Invited Speaker: Thore Graepel

Title: The Smarter Crowd: Active Learning, Knowledge Corroboration, and Collective IQs

Abstract

Crowdsourcing mechanisms such as Amazon Mechanical Turk (AMT) or the ESP game are now routinely being used for labelling data for machine learning and other computational intelligence applications. I will discuss three important aspects of crowdsourcing which can help us tap into this powerful new resource in a more efficient way.

When obtaining training data from a crowdsourcing system for the purpose of machine learning we can either collect all the training data in one batch or proceed sequentially and decide which labels to obtain based on the model learnt from the data labelled so far, a method often referred to as active learning. I will discuss which criteria can be used for selecting new examples to be labelled and demonstrate how this approach has been used in the FUSE/MSRC news recommender system projectemporia.com to categorise news stories in a cost-efficient way.

Data obtained from crowdsourcing systems is typically plentiful and cheap, but noisy. The redundancy in the data can be used to improve the quality of the inferred labels based on models that take into account the reliability and expertise of the workers as well as the nature and difficulty of the tasks. I will present an algorithm for such a corroboration process based on graphical models, and show its application on the example of verifying the truth values of facts in the entity-relationship knowledge base Yago.

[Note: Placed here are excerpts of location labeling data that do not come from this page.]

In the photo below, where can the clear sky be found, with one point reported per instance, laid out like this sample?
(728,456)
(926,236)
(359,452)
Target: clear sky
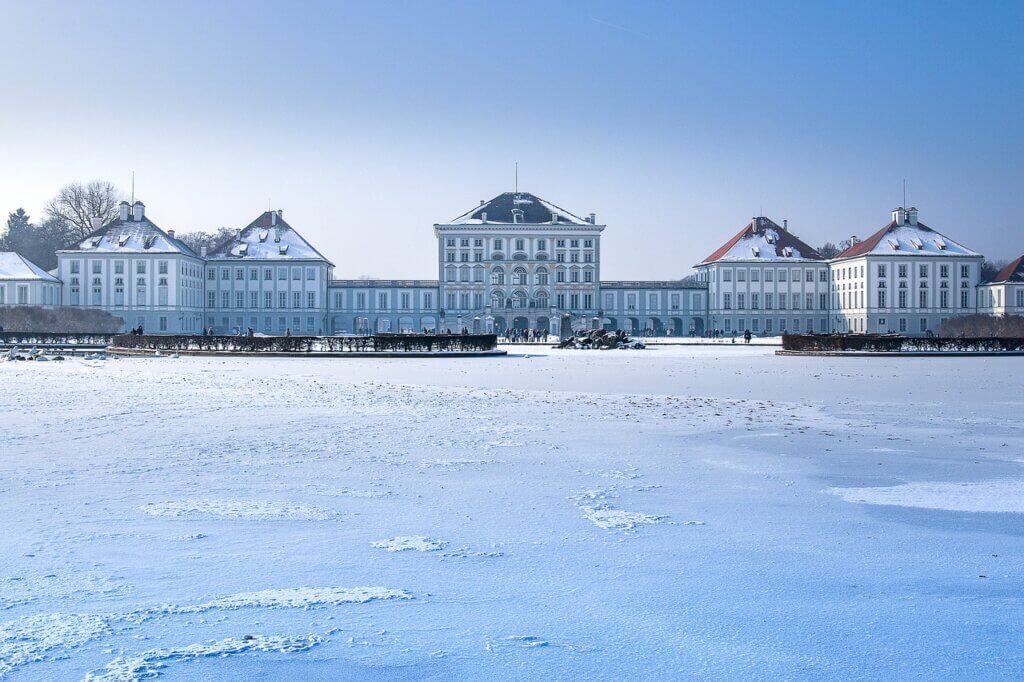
(675,122)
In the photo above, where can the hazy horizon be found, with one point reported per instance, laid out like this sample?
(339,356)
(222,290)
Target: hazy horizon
(676,124)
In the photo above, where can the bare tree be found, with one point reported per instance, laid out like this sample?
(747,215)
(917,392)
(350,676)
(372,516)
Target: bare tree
(76,205)
(828,250)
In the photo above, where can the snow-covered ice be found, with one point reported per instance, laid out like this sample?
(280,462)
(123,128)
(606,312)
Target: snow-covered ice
(689,511)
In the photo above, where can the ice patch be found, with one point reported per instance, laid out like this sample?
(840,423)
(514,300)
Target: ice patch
(291,598)
(33,638)
(148,664)
(454,464)
(402,543)
(16,590)
(596,508)
(994,497)
(619,519)
(241,509)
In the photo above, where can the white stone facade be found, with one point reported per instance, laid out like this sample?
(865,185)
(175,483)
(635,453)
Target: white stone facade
(520,261)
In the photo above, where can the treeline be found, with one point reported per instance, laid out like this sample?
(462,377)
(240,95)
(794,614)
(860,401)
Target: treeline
(983,327)
(67,219)
(57,321)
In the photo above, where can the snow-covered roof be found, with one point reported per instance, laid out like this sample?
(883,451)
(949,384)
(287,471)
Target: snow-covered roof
(640,284)
(266,238)
(1014,271)
(518,208)
(908,239)
(15,266)
(132,237)
(762,239)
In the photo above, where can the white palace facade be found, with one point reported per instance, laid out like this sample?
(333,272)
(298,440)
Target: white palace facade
(520,261)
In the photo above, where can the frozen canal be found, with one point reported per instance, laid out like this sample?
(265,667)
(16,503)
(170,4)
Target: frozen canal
(670,513)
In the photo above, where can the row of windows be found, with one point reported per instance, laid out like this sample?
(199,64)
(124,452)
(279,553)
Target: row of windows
(518,244)
(254,300)
(770,301)
(254,272)
(771,274)
(404,300)
(574,256)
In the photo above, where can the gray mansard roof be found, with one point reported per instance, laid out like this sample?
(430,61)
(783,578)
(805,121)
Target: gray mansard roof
(266,238)
(131,237)
(518,207)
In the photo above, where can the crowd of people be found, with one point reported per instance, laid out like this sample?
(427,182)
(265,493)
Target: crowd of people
(524,335)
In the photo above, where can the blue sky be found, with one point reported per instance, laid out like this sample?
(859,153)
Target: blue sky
(674,122)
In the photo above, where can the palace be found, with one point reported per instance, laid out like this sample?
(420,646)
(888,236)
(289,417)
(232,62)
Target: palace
(515,260)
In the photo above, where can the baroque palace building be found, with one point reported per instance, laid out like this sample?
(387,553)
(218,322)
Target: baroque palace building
(515,261)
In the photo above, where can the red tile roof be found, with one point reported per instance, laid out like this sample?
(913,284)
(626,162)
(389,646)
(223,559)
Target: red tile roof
(1014,271)
(785,239)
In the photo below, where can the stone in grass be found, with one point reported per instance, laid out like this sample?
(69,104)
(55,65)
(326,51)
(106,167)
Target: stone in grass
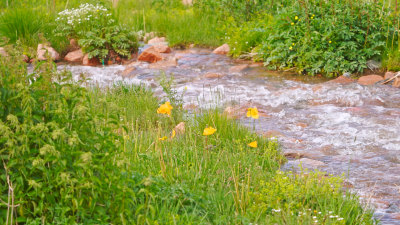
(128,71)
(44,50)
(3,52)
(389,75)
(74,56)
(222,50)
(238,68)
(157,40)
(369,80)
(150,55)
(213,75)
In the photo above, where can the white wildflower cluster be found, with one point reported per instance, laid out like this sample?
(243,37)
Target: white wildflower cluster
(319,215)
(85,12)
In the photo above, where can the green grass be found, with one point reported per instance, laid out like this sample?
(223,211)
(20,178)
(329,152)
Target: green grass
(182,26)
(93,156)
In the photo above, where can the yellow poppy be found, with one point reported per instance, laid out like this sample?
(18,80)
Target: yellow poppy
(253,112)
(163,138)
(209,131)
(165,108)
(173,134)
(253,144)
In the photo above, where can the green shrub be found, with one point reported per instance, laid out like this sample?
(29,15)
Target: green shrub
(97,31)
(305,198)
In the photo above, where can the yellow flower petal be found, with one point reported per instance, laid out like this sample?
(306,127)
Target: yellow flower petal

Finally, I will talk about some very recent results on the effects of parameters of crowdsourcing marketplaces (such as price and required track record for participation) on the quality of results. This work is based on methods from psychometrics, effectively measuring the IQ of the Mechanical Turk when viewed as a form of collective intelligence.

This is joint work with Ralf Herbrich, Ulrich Paquet, David Stern, Jurgen Van Gael, Gjergji Kasneci, and Michal Kosinksi.

Bio

Thore Graepel is a senior researcher at Microsoft Research Cambridge (MSRC), UK, and heads the Online Services and Advertising (OSA) research group. The OSA group conducts research in the area of applied machine learning with applications to online advertising, online gaming, and web search. A common theme of Thore’s research is the idea of using the tremendous wealth of data Microsoft is generating through its services to improve those services based on data-driven computational intelligence. Thore’s research has impacted Microsoft products and services, e.g. through the TrueSkill ranking and matchmaking system in Xbox Live and Halo 3, as well as through his work with adCenter on the prediction of user behaviour. Before starting the OSA group together with Ralf Herbrich, Thore co-founded the Applied Games group at MSRC whose research is aimed at bringing adaptable artificial intelligence to computer games. Thore has a strong academic track record with over 50 peer-reviewed publications in machine learning and probabilistic modelling. His basic research focuses on inference in large scale probabilistic models and knowledge bases. He is also interested in classification, recommender systems, and crowdsourcing for machine learning.